Sprint has announced completing a world-first 5G data call across 2.5GHz spectrum on a live commercial network in partnership with Nokia and Qualcomm, which it said moves 5G from the lab to the real world ahead of a first-half 2019 launch.
The trial, which took place in San Diego, made use of Massive Multiple-Input Multiple-Output (Massive MIMO) technology, Nokia's dual-mode AirScale Massive MIMO radio, and a smartphone powered by Qualcomm's Snapdragon X50 5G modem and antenna modules with integrated RF transceiver, RF front-end, and antenna elements.
Sprint was able to stream YouTube videos, conduct Skype audio and video calls, and send and receive instant messages during the test.
"This is a big step forward; Sprint 5G is now out of the lab and in the field as we prepare for our commercial launch in the first half of this year," Sprint CTO Dr John Saw said.
"We're making great progress towards giving Sprint customers the first mobile 5G experience in nine top cities with the first 5G smartphone in the US."
Nokia North America CTO Mike Murphy added that by using 2.5GHz for 5G, Sprint's existing nationwide mobile sites can be reused, which also provide indoor coverage.
Earlier this week, Sprint had confirmed at CES 2019 that it will be launching a Samsung 5G smartphone in summer 2019, as well as unveiling the smart home small cell solution with LTE called Trebl with Magic Box.
The Samsung 5G smartphone will connect to Sprint's LTE and 5G networks, using its 2.5GHz, 1.9GHz, and 800MHz spectrum bands.
"Samsung is one of our key 5G network infrastructure Massive MIMO providers, so we are delighted that they will also deliver one of our first 5G smartphones, putting blazing fast connectivity right into our customers' hands," Saw said on Monday.
The Samsung announcement comes after Sprint previously revealed in August that it is working with LG on the first 5G smartphone for the US in the first half of 2019, which will follow the launch of the carrier's 5G network at the beginning of this year.
At the time, LG Electronics North America CEO William Cho said the tech company's near 20-year partnership with Sprint will expand, with Sprint's 5G experts to partner with LG in designing the phone.
Saw told ZDNet during Mobile World Congress (MWC) 2018 in February last year that his carrier has the best 5G spectrum, with Sprint choosing its initial six 5G markets of Los Angeles, Washington DC, Atlanta, Chicago, Dallas, and Houston due to their high traffic and its spectrum holdings.
Sprint in May added New York City, Phoenix, and Kansas City to its 5G rollout roadmap.
In November, Sprint also announced that it is working with Qualcomm and Chinese tech company HTC to develop a 5G mobile smart hub to be released in the US during the first half of 2019.

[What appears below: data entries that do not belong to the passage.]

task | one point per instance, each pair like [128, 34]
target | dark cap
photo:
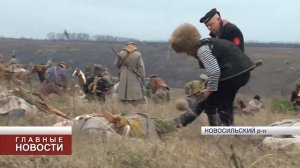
[209, 15]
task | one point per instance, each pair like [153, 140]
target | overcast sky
[259, 20]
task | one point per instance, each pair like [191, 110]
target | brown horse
[81, 77]
[40, 69]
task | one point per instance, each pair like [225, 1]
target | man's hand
[206, 93]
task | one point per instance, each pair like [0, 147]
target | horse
[18, 75]
[40, 69]
[81, 77]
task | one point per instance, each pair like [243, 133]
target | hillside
[277, 77]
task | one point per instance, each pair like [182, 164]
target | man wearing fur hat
[132, 73]
[228, 69]
[223, 29]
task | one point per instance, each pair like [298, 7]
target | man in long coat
[132, 73]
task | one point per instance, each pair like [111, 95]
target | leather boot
[185, 118]
[214, 119]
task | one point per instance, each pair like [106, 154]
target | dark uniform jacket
[232, 61]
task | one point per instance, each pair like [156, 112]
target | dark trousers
[220, 101]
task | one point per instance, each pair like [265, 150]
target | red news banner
[35, 140]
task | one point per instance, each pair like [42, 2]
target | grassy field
[185, 148]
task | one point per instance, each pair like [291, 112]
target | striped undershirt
[211, 67]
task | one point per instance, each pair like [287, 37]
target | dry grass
[183, 149]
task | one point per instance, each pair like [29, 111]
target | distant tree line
[87, 37]
[273, 44]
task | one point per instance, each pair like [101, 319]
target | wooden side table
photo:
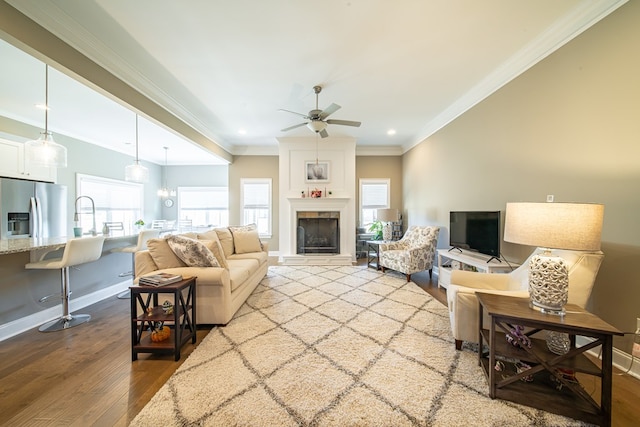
[182, 321]
[549, 389]
[373, 253]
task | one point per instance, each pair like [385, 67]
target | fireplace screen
[318, 233]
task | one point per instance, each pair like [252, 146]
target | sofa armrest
[480, 281]
[463, 309]
[144, 263]
[392, 246]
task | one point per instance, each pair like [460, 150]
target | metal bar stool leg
[66, 320]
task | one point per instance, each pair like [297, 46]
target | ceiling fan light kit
[317, 119]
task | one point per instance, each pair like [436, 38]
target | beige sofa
[220, 290]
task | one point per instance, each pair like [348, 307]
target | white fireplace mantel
[340, 154]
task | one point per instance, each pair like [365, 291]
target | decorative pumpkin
[160, 333]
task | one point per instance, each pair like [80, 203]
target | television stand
[453, 260]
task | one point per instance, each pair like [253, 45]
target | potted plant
[376, 228]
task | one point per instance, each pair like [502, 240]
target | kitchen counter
[12, 246]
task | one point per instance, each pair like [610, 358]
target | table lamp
[570, 226]
[387, 216]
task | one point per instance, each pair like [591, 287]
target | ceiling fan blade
[344, 123]
[292, 127]
[293, 112]
[329, 110]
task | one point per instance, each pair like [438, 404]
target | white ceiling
[224, 66]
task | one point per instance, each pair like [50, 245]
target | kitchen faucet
[93, 213]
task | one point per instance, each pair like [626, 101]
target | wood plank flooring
[84, 376]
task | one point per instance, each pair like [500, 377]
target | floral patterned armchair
[413, 253]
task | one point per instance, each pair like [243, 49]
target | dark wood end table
[550, 389]
[373, 253]
[182, 321]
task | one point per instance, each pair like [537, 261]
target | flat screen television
[477, 231]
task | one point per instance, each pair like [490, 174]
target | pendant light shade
[136, 172]
[44, 151]
[165, 191]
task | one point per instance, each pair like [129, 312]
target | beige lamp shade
[572, 226]
[387, 215]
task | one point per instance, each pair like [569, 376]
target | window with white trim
[115, 201]
[204, 206]
[256, 203]
[374, 195]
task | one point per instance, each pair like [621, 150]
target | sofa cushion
[215, 247]
[193, 252]
[246, 241]
[240, 270]
[162, 254]
[226, 240]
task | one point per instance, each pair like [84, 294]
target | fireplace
[318, 233]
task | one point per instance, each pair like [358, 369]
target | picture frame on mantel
[316, 172]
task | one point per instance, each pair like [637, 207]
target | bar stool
[143, 237]
[77, 251]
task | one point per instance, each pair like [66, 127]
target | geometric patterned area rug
[334, 346]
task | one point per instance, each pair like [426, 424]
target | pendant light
[165, 191]
[136, 172]
[44, 151]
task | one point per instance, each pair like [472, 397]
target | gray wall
[568, 127]
[21, 289]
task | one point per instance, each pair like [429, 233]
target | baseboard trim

The device will be powered by a Qualcomm Snapdragon mobile platform using the Snapdragon X50 5G modem, and will enable both 5G and gigabit LTE across multiple devices.
The carrier at the end of last year also said it is now providing more than 225 cities with gigabit-speed LTE, calling its network upgrades the stepping stones to 5G.

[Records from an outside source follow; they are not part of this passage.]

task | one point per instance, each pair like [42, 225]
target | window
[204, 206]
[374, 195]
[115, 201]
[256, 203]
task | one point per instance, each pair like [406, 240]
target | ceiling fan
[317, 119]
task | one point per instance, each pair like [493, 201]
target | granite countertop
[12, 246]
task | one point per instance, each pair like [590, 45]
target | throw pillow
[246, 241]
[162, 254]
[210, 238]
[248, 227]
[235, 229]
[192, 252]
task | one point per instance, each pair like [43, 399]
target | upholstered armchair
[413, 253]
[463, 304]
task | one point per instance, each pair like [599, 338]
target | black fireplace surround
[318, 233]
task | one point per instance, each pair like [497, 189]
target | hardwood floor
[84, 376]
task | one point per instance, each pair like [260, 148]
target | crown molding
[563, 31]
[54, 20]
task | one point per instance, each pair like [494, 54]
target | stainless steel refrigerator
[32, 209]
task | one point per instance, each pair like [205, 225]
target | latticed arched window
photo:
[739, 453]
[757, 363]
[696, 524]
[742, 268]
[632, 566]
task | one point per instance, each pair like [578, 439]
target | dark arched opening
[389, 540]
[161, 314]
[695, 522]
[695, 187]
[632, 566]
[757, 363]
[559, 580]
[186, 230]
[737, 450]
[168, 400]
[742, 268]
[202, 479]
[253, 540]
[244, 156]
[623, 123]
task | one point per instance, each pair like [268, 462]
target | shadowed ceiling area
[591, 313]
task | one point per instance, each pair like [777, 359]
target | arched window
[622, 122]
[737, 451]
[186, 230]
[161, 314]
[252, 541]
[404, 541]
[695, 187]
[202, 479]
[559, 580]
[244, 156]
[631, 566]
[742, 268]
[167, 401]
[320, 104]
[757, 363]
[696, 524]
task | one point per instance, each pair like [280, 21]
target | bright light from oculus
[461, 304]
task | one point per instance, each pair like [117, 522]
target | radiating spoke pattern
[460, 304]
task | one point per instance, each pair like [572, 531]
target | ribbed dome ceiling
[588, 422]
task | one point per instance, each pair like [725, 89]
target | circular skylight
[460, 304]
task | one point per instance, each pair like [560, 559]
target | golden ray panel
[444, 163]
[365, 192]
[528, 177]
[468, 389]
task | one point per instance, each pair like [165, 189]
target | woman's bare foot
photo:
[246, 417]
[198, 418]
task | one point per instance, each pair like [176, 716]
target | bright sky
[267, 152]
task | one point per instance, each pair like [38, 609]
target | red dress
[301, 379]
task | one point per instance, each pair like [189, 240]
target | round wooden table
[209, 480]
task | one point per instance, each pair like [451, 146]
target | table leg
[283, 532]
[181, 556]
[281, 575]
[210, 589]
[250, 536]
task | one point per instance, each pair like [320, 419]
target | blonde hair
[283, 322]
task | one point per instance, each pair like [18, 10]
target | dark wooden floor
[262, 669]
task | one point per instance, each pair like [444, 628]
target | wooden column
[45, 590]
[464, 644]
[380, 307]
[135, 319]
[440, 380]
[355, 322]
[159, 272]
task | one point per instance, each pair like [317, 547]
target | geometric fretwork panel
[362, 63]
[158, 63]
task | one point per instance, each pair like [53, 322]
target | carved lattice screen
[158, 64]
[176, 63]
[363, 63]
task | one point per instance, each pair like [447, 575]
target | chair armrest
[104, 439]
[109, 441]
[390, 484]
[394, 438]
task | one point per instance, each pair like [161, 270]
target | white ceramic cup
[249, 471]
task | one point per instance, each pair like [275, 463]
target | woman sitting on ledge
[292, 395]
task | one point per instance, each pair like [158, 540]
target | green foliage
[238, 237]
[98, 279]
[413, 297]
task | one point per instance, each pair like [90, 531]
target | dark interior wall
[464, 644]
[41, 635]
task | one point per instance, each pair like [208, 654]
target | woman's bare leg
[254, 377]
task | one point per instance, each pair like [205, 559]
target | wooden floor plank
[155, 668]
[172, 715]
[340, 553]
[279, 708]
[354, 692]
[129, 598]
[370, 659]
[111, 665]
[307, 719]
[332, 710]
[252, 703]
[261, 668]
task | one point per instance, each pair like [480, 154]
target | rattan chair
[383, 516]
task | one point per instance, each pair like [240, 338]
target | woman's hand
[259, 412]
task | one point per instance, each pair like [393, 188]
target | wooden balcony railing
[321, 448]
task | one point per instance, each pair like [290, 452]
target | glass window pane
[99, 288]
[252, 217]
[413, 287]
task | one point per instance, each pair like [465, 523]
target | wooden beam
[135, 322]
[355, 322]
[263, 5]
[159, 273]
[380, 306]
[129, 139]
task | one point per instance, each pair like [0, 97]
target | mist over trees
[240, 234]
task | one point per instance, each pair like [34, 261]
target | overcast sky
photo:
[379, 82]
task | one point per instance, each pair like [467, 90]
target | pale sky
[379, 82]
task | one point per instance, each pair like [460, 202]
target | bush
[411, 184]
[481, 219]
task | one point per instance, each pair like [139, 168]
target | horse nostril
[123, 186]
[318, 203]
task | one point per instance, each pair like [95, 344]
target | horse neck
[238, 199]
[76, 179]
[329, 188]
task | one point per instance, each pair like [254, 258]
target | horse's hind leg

Included in the gigabit-capable cities are New York City, Los Angeles, Las Vegas, Washington DC, San Francisco, Seattle, Chicago, Atlanta, Philadelphia, Detroit, Miami, Indianapolis, and Phoenix.
Sprint also used CES 2019 to announce that Greenville, South Carolina, will see its first smart city build-out based on both its Curiosity Internet of Things (IoT) platform and mobile 5G network connectivity.

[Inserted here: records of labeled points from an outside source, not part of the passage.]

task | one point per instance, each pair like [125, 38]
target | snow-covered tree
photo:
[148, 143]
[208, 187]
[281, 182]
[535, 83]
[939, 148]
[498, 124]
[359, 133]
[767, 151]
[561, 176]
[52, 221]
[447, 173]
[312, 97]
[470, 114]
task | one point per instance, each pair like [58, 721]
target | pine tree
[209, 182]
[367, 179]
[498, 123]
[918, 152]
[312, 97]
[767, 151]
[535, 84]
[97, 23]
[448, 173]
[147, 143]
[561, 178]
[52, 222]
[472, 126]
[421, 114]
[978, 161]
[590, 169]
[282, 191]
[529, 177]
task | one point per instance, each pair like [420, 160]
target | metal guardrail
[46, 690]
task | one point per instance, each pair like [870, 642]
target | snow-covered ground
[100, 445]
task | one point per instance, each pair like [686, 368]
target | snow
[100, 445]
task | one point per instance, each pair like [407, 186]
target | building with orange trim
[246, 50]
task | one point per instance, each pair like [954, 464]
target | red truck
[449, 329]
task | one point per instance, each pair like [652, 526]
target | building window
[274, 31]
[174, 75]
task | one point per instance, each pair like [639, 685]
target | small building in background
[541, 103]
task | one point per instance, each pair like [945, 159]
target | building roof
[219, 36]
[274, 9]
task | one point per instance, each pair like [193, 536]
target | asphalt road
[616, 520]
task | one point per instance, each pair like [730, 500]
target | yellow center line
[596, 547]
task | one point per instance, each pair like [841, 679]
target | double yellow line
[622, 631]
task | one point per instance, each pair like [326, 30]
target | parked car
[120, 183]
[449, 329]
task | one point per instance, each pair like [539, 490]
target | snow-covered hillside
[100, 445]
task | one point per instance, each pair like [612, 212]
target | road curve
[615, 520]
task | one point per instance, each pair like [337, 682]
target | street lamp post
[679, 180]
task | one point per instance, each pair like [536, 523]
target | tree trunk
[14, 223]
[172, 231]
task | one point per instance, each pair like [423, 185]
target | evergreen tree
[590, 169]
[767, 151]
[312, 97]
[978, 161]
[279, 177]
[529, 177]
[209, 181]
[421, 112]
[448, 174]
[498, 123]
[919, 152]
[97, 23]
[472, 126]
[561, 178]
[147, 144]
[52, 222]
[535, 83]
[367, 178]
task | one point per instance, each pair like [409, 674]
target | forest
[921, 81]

As part of the project, Sprint will deploy Massive MIMO technology as well as a dedicated IoT network and "micro-positioning" technology aimed at enabling connected vehicles, smart machines, and autonomous drones to operate and react in real time.
Sprint further announced at CES that it will be constructing a smart vehicle test track in Peachtree Corners, Georgia, which will also utilise Curiosity IoT, 5G, and micro-positioning tech.
The Curiosity Lab at Peachtree Corners will feature a 1.5-mile test track equipped with nodes to trial AI, robotics, and autonomous vehicle applications including vehicle-to-vehicle communications, vehicle-to-infrastructure communications, and over-the-horizon warning systems.
Lastly, Sprint announced that it is launching "precision mapping technology" with Mapbox, again using its Curiosity IoT and later its 5G network.